Est-ce qu'il espère me faire peur comme quand j'étais gamine ?
— Chut, toi. Je n'ai pas fini. On ne coupe pas la parole, c'est impoli.
— Espèce de...
— Non, tais-toi. De plus, cet héritage, aucun de nous ne le touchera, il reviendra à des organisations ou des structures ayant besoin d'argent pour diverses choses. Pas de jaloux, comme ça.
— Tu n'as pas le droit de faire ça, Philippine.
— Je vais me gêner. Vous pouvez attendre que grand-père meure maintenant. Je m'en fiche. Moi je serai là pour lui comme j'ai toujours été là, mais vous... Vous, tous autant que vous êtes, vous pouvez crever la bouche ouverte. Je ne vous donnerai pas un centime.
— On est ta famille, Philippine ! Que crois-tu faire contre nous ?
— Oh tata, si tu savais... En bonne Philippine, je sais faire beaucoup de choses, mais je suis douée dans un domaine particulier.
— Suceuse ? glousse ma cousine dans son coin en bon dindon de la farce qu'elle est.
— Non, ça, c'est ton domaine d'expertise, Capucine. Je n'oserais point te détrôner, d'ailleurs. Tu dois avoir un sacré record depuis le temps.
— Mais va te...
— Je sais. Chut. Ne t'ai-je pas déjà dit de te taire ? Non, moi je suis douée pour faire chier les gens et croyez-moi, vous ne voulez pas m'avoir en ennemie. Alors, faites votre vie. Ne vous mêlez plus des affaires concernant l'hôpital ou papy, je gère. Nous n'avons pas besoin de vous.
Waw ! Ça fait un bien fou. Au moins, je pourrai dire que c'est fait.
— Bon, il est temps que j'y aille maintenant. C'est ma tournée et je n'aime pas m'attarder ici.
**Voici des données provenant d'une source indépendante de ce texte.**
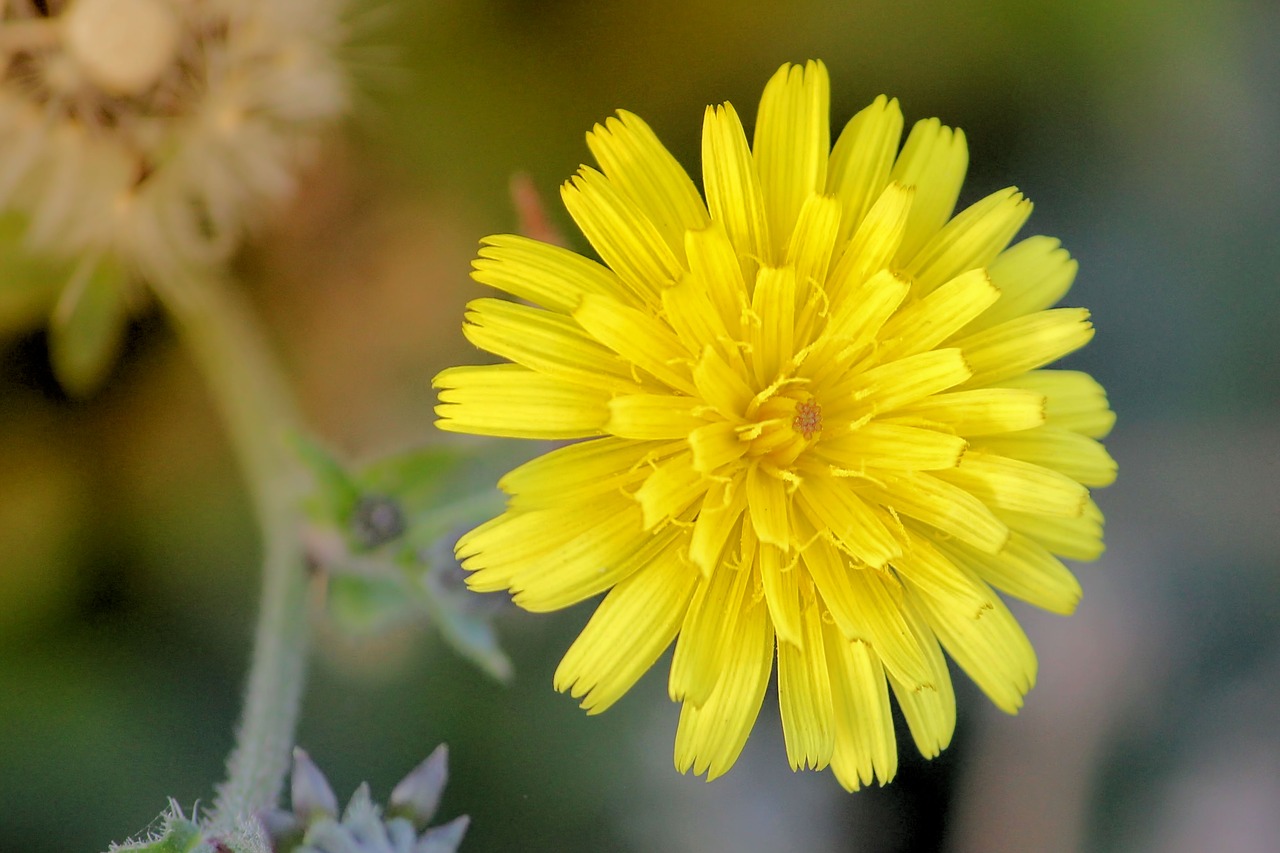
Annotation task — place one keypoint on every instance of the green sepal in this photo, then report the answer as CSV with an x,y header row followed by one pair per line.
x,y
398,518
179,835
469,633
28,283
365,605
336,493
86,327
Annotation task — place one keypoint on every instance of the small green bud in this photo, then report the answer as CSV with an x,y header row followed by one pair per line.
x,y
314,826
311,793
419,793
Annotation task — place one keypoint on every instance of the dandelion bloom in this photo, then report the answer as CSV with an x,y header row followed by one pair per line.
x,y
812,423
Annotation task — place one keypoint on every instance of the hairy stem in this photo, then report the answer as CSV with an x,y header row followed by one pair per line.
x,y
223,336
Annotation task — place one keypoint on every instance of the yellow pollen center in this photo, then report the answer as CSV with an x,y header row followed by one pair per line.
x,y
782,427
808,420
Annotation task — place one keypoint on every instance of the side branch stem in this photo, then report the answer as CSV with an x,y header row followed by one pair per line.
x,y
223,336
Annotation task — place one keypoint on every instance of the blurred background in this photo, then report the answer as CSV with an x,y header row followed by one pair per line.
x,y
1146,133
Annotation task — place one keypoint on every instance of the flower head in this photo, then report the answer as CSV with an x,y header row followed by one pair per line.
x,y
144,138
812,427
150,127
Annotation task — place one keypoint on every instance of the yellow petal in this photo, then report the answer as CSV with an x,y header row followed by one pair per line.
x,y
831,505
1013,484
970,241
1025,570
944,506
695,319
586,565
865,747
805,697
864,605
638,337
548,276
639,165
620,231
496,551
1074,538
653,416
981,411
581,471
862,160
792,138
707,632
1073,400
809,256
1077,456
734,187
988,644
1024,343
909,379
929,711
714,264
668,491
630,629
873,245
933,160
927,322
892,446
709,738
547,342
781,584
513,401
716,523
714,445
772,324
853,327
721,386
1032,277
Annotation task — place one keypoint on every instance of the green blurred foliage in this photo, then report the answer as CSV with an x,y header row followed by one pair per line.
x,y
1143,131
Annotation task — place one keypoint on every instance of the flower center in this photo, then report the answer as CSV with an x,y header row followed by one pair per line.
x,y
782,427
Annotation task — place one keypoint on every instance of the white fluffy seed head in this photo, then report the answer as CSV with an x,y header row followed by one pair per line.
x,y
123,46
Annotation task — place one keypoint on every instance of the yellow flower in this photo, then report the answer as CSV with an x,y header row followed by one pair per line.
x,y
813,424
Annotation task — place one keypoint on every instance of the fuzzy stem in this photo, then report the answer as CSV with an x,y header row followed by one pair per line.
x,y
223,336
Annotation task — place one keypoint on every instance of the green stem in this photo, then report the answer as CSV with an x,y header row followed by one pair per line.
x,y
223,336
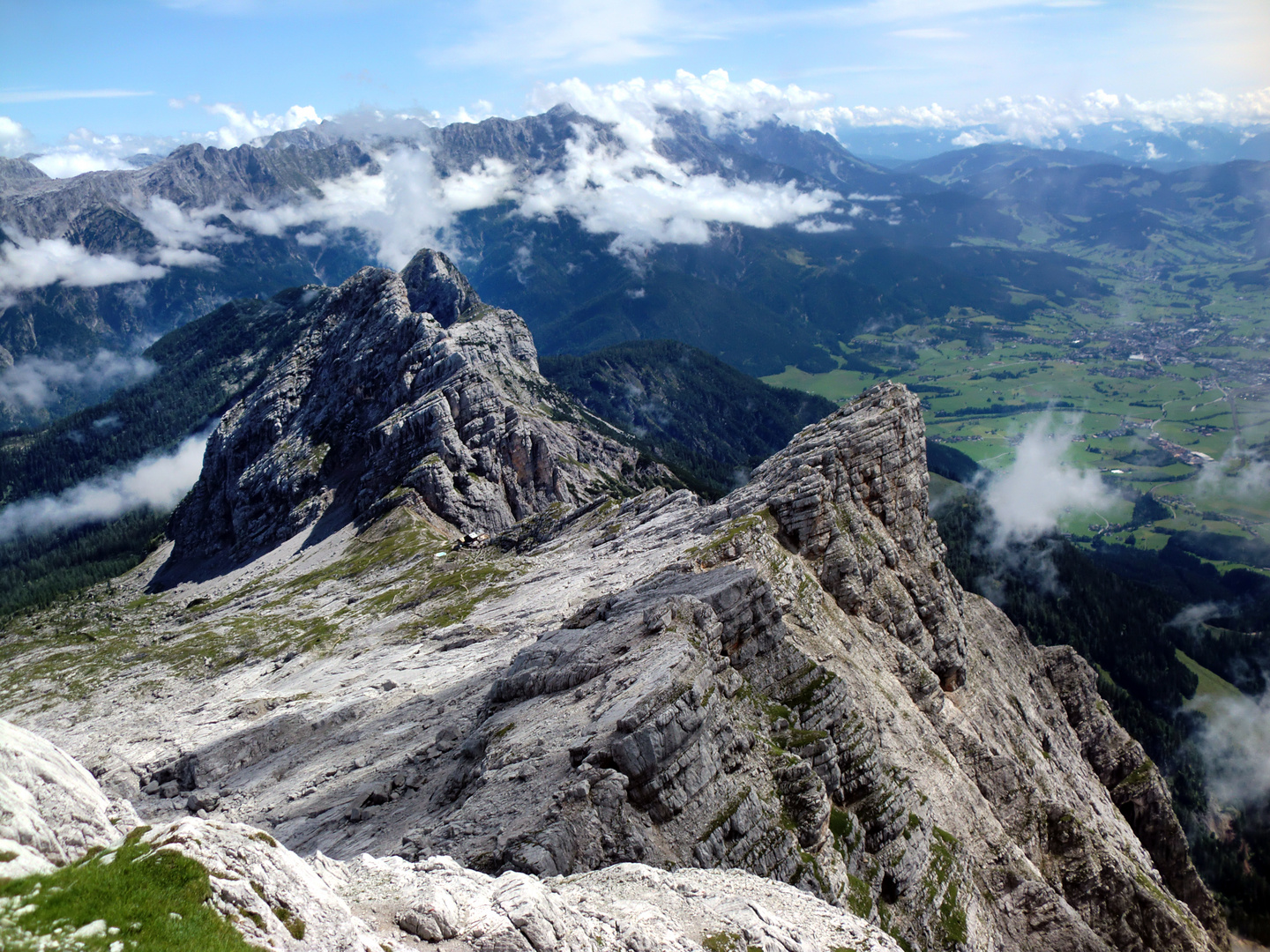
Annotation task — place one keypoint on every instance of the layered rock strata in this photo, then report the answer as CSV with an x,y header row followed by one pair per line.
x,y
788,682
407,389
280,902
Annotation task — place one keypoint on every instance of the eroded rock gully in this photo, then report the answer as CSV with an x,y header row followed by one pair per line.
x,y
788,682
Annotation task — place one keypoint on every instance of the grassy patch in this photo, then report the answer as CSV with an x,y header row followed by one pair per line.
x,y
153,900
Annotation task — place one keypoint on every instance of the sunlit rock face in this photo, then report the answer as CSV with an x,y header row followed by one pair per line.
x,y
788,682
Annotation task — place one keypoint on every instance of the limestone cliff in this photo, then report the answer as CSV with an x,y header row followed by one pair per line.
x,y
788,682
279,902
407,385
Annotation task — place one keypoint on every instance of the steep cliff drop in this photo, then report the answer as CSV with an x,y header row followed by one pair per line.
x,y
788,682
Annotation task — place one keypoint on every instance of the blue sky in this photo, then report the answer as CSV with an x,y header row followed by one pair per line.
x,y
69,65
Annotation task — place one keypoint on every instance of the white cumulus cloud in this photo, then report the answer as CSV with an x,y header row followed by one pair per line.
x,y
156,482
13,138
240,129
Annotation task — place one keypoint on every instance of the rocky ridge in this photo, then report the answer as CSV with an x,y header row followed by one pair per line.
x,y
788,682
280,902
407,391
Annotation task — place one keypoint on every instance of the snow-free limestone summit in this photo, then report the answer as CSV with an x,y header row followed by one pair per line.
x,y
787,682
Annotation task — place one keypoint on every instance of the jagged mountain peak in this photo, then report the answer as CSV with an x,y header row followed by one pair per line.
x,y
436,286
404,389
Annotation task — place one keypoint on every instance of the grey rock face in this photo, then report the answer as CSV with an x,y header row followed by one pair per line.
x,y
383,403
788,682
280,902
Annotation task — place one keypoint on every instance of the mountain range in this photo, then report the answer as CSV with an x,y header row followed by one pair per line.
x,y
423,603
765,245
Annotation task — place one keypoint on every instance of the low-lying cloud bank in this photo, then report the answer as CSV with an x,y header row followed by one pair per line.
x,y
1236,747
155,482
36,383
1034,120
624,185
32,263
1032,494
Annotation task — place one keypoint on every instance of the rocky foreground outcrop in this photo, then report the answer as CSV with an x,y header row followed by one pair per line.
x,y
54,811
788,682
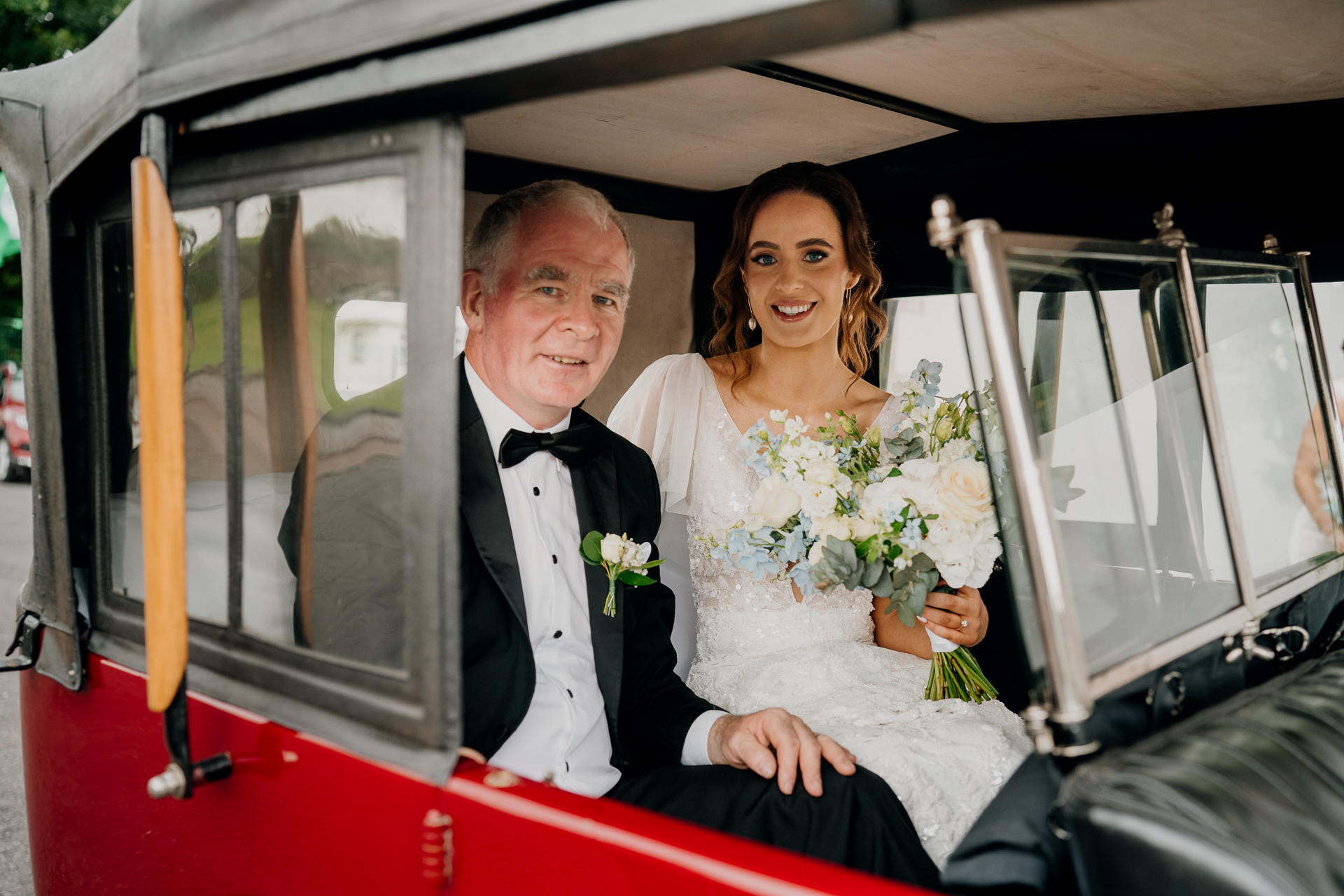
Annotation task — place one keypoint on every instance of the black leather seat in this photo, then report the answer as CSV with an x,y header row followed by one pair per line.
x,y
1243,798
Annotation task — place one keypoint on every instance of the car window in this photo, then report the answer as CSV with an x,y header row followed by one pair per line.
x,y
324,359
1123,435
203,413
1276,441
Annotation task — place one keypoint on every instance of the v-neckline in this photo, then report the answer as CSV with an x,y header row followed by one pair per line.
x,y
723,406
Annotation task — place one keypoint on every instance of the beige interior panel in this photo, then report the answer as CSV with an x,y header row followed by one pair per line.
x,y
1109,58
660,317
707,131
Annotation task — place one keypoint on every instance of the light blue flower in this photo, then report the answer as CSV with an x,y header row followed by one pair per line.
x,y
802,577
794,546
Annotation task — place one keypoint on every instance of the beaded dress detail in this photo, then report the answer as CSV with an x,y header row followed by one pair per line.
x,y
757,647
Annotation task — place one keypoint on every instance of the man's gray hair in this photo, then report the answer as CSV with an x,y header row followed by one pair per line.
x,y
493,234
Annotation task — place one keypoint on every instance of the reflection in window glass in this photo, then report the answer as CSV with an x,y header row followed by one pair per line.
x,y
1110,378
324,359
203,413
1280,458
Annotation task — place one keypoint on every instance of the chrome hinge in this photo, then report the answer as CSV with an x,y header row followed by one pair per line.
x,y
27,641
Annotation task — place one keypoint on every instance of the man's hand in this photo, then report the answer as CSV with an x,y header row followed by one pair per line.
x,y
944,614
776,745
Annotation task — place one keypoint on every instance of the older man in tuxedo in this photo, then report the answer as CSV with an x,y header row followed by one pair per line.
x,y
554,690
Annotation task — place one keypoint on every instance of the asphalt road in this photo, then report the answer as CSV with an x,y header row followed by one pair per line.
x,y
15,552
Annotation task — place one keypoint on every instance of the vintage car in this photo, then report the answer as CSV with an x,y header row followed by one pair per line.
x,y
15,457
242,246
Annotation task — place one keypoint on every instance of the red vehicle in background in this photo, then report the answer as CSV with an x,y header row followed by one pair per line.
x,y
15,458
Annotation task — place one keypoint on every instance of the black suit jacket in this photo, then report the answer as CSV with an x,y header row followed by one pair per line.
x,y
648,708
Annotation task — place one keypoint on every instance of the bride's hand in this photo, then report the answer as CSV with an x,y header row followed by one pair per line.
x,y
746,742
944,614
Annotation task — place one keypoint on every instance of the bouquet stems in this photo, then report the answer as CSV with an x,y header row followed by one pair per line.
x,y
956,675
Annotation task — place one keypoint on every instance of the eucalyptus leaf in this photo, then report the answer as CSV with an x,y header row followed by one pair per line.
x,y
870,575
907,615
592,548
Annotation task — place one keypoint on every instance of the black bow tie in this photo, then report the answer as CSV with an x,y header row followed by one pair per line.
x,y
570,447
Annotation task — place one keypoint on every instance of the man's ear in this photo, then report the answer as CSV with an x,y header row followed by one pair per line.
x,y
473,301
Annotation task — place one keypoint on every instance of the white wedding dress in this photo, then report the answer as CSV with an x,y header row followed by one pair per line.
x,y
757,647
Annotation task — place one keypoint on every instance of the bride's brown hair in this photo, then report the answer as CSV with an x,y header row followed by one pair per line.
x,y
863,324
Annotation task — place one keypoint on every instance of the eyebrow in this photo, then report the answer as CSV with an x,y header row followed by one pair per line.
x,y
547,272
815,241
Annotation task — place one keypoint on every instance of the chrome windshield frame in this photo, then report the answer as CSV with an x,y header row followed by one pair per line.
x,y
1072,691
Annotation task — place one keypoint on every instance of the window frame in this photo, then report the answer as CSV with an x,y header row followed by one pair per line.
x,y
409,716
1072,690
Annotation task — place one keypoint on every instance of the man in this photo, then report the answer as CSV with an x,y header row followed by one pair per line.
x,y
553,688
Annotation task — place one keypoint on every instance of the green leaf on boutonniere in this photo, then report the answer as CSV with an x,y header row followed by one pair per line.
x,y
592,548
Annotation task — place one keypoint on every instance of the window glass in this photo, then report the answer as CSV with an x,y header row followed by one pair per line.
x,y
203,413
324,360
1262,372
1113,388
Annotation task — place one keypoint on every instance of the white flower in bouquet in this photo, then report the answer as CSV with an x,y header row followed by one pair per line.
x,y
956,449
962,551
964,491
818,500
774,503
823,472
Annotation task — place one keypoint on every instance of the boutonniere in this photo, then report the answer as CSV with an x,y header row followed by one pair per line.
x,y
622,559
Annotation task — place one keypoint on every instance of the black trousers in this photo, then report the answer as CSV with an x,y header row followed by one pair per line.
x,y
857,821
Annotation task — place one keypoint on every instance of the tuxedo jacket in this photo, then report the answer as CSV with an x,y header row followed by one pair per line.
x,y
648,707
Ramassant mon sac, je repasse la porte sous les regards interloqués de cette petite assemblée.
Devant faire deux trois courses pour Bora, je me suis arrêtée à la quincaillerie pour faire quelques petites folies.
— Bonjour, Madame, en quoi puis-je vous aider ?
— J'ai un trou plutôt conséquent à reboucher chez moi, qu'est-ce que vous avez à me proposer ?
— Hm... Suivez-moi.
Le gars me tend alors un tube de « rebouche trou » que j'ai envie de lui jeter à la figure. Il m'en faudrait au moins cent des tubes comme ça.
— Non, non, j'ai un TROU à reboucher. Du genre énorme trou qui laisse un humain passer, quoi, mimé-je de mes mains pour lui montrer l'ampleur des dégâts.
—Ah ! Je vois. Venez avec moi.
Je le suis, faisant pratiquement tous les rayons jusqu'à être armée d'une truelle.
Sérieusement ?
Bon. Je présume que c'est bien plus facile de tout détruire que de reconstruire. Dommage.
— Ça vous suffira ?
— Je pense. Merci.
Je repars avec et, une fois chez moi, pose tous les outils devant le mur.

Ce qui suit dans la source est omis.